There are two Xid error codes 45 and 62. 62 means “Internal micro-controller halt (newer drivers)”, which is understandable after some failure, but first 45 appears - “Preemptive cleanup, due to previous errors - Most likely to see when running multiple cuda applications and hitting a DBE”. This could indeed indicate problem with miner application, or as suggested - something related to overclocking.

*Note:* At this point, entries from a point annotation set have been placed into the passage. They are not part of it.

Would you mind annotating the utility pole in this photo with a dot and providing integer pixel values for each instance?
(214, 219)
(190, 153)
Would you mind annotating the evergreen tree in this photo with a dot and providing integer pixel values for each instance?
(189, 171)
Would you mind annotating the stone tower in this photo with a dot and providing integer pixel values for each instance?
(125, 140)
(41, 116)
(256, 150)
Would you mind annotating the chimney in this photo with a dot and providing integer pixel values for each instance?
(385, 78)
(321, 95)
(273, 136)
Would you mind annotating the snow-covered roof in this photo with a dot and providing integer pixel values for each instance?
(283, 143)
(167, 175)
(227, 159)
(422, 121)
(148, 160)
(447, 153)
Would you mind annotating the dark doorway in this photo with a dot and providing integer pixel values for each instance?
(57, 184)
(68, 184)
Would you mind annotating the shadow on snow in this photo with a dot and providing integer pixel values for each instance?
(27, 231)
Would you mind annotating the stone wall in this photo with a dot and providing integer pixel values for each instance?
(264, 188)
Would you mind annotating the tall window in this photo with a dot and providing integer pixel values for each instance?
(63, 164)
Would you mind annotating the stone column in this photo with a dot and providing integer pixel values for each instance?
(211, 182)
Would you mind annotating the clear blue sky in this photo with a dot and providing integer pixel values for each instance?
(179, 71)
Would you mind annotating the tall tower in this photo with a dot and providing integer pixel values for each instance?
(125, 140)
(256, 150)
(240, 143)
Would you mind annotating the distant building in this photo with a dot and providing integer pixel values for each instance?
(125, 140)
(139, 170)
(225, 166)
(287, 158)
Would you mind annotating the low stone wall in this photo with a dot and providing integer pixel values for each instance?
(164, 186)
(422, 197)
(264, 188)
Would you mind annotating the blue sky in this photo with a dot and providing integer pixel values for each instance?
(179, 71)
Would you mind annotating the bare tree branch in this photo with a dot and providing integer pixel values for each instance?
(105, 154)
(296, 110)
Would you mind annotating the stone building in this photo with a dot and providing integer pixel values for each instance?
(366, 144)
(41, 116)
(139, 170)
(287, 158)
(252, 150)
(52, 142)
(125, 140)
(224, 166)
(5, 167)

At the moment I only wonder if HiveOS correctly handles this problem. Since error occurrence, it seems nvidia driver stopped to respond anyhow. So in this case - there is no need to wait 25 minutes before reset (especially, that we don’t know what is the state and condition of failure GPU). I think, for security purposes, system reset should have place immediately after such error appearance (eventually after a minute or two to allow system service, to avoid endless loop).
Could you please indicate what should I change (configuration of which file), to get faster system restart?